In the January of 1951, as the story goes, Nick the Greek approached Benny Binion with an unusual request-to challenge the best in a high-stakes poker marathon. Binion agreed to set up a match between Dandolos and the legendary Johnny Moss, with the stipulation that the game be played in public view.

During the course of the marathon, which lasted five months with breaks only for sleep, the two men played every form of poker imaginable. Moss ultimately won "the biggest game in town" and an estimated $2 million. When the Greek lost his last pot, he arose from his chair, bowed slightly, and uttered the now-famous words, "Mr. Moss, I have to let you go." Dandolos then went upstairs to bed.
He was enshrined in 1979 as a charter member of the Poker Hall of Fame.

Nobel-prize winning physicist Richard Feynman also met Nick the Greek, according to the autobiographical Surely You're Joking, Mr. Feynman!. Nick explains to Richard how he wins big not by playing the tables, but by knowing the odds at the tables and betting against others who have superstitious beliefs about the outcome.

Albert Einstein stopped of in Las Vegas on a coast to coast journey. It was Nick who met him at the airport and chaperoned him around the Vegas casinos in a story told by Nick himself. Einstein was famous for saying that no one could win money at the roulette table, 'unless he steals money from the table while the croupier isn't looking'. So during a visit to the Tropicana Casino Nick approached a roulettte table and placed a handful of chips on red. It won and he let it ride and after winning again he did the same to further success. He then cashed in his chips, pocketed the cash and turned to grin at Einstein.

Nick then said, "Any questions?"

"One", said Einstein.

"And that is........?"

"I was wondering if you would be kind enough to wash my mouth out with soap?"

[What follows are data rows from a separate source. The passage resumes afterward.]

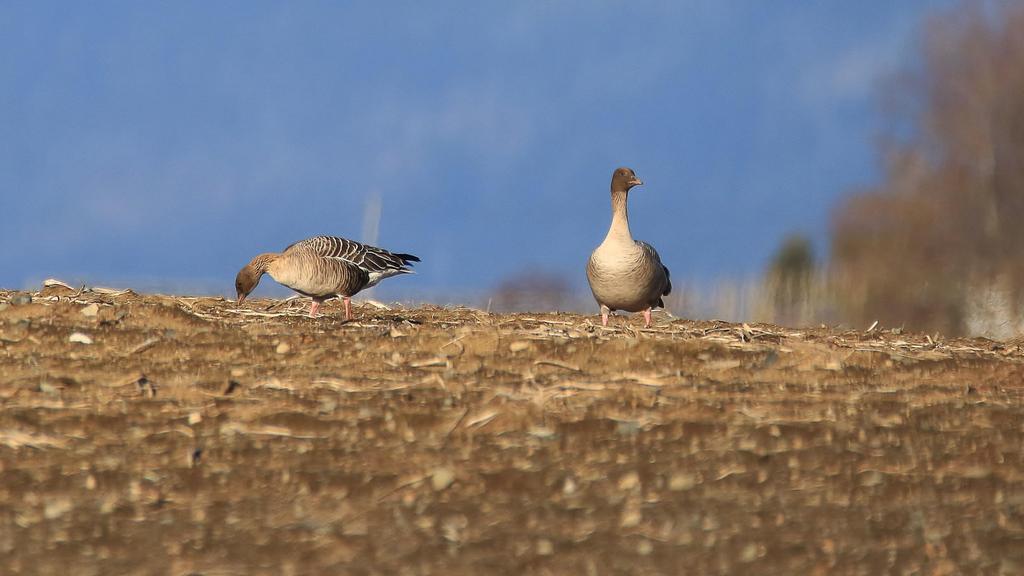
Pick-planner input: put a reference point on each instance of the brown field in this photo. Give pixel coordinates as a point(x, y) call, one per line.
point(192, 437)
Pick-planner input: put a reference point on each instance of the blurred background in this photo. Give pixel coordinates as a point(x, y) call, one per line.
point(841, 162)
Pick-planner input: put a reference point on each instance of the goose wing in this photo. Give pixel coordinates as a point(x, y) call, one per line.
point(655, 259)
point(370, 258)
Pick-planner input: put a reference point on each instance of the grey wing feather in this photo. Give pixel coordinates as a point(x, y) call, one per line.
point(657, 261)
point(370, 258)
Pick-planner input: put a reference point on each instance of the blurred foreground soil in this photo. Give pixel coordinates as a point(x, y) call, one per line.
point(161, 435)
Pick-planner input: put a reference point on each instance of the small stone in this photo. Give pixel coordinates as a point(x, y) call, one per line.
point(79, 337)
point(749, 553)
point(629, 481)
point(682, 481)
point(518, 345)
point(441, 479)
point(631, 517)
point(568, 487)
point(56, 507)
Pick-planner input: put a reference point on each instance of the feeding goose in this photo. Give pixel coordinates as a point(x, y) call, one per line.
point(626, 274)
point(325, 266)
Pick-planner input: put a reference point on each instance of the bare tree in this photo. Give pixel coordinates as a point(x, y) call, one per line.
point(947, 217)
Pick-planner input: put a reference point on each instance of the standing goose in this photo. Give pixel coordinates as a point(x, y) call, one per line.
point(626, 274)
point(325, 266)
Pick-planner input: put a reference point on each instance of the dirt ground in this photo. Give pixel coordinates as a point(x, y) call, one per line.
point(159, 435)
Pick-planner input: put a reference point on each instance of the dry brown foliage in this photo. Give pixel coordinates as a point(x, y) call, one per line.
point(946, 219)
point(164, 435)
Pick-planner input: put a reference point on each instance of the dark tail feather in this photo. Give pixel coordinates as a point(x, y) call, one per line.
point(408, 257)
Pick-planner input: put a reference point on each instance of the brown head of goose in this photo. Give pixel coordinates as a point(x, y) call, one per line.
point(626, 274)
point(325, 266)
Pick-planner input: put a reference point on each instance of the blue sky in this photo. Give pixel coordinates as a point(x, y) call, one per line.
point(148, 142)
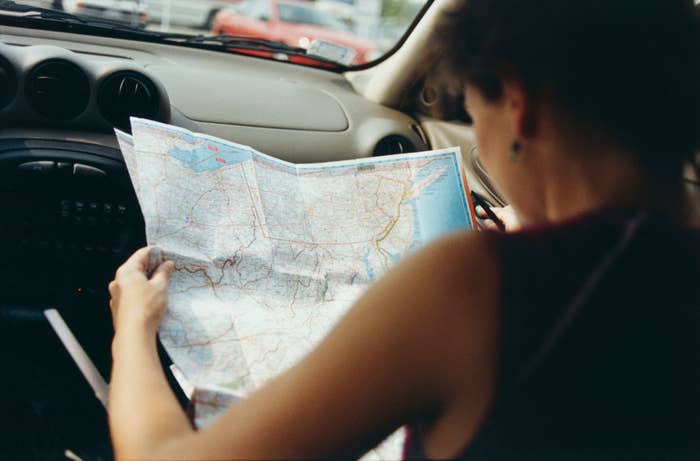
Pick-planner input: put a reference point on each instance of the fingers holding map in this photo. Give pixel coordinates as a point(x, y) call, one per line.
point(269, 254)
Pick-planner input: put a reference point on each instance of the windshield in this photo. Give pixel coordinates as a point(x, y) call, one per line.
point(355, 31)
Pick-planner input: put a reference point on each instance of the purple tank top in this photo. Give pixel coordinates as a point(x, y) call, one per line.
point(600, 348)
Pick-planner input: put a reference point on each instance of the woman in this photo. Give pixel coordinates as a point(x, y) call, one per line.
point(573, 337)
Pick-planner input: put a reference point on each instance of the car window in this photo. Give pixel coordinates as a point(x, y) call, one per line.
point(366, 29)
point(304, 15)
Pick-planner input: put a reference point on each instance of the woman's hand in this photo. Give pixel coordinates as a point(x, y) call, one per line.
point(506, 214)
point(137, 301)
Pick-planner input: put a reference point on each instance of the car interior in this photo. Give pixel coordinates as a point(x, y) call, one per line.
point(70, 215)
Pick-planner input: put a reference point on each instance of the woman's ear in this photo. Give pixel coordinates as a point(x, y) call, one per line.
point(521, 109)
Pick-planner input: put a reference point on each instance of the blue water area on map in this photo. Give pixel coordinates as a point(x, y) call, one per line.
point(210, 156)
point(368, 266)
point(441, 207)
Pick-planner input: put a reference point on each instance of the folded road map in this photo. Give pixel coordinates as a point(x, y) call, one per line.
point(269, 254)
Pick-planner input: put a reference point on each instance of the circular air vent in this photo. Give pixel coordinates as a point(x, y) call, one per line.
point(8, 83)
point(394, 144)
point(58, 90)
point(127, 94)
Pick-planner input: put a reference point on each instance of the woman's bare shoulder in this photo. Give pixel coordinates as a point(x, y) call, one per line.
point(457, 261)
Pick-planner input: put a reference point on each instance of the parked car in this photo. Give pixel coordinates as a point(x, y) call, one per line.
point(198, 14)
point(292, 22)
point(132, 12)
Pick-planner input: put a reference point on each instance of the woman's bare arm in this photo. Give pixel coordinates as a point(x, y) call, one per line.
point(402, 354)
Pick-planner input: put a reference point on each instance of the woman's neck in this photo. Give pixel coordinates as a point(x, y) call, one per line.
point(588, 180)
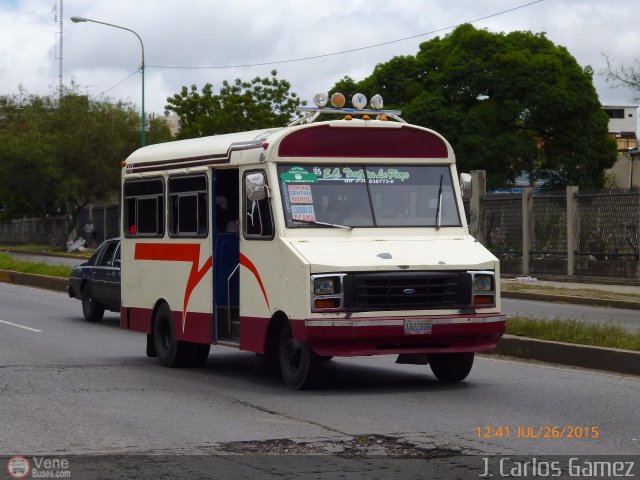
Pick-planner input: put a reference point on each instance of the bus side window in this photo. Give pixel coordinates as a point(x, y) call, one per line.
point(258, 221)
point(144, 208)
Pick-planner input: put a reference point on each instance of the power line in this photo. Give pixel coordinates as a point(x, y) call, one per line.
point(314, 57)
point(120, 82)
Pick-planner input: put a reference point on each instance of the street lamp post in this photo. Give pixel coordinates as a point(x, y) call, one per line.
point(142, 121)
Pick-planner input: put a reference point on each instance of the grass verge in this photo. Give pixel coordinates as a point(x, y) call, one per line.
point(574, 331)
point(32, 247)
point(9, 263)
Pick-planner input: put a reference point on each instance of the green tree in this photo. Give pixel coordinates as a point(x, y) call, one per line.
point(239, 106)
point(58, 155)
point(508, 103)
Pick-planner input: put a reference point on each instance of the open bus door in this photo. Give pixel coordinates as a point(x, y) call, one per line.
point(226, 254)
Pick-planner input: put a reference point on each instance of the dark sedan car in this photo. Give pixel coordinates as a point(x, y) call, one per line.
point(97, 281)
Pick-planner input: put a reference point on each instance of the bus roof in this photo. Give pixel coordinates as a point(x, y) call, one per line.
point(331, 139)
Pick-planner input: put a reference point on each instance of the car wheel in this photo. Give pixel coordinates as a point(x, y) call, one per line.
point(171, 352)
point(451, 367)
point(92, 310)
point(299, 365)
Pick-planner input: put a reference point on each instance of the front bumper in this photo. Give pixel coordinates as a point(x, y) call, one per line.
point(386, 335)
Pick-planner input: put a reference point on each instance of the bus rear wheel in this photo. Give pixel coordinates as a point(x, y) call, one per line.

During his life Nick Dandolos donated more than $5,000,000 to charity and more than $2,000,000 to 'friends' in need. He sent 29 chilrdren of friends through college, paid hospital bills for 1,000 or more individuals and set up non-interest loans enabling another 300 or so to launch businesses of their own.

"He lived the life of a modern Socrates," a friend said shortly after Nick's death. "He believed in absolutely nothing material. His sum total of possessions at the time he died would have fitted handily into a shoe box. His most valuable presonal effects were the kind he could take with him. And he did...!"

Nick Dandolos claimed that he went from rags to riches over 73 times and near the end of his life Dandolos was reputedly near broke and playing $5 limit Draw poker games in Gardena, California.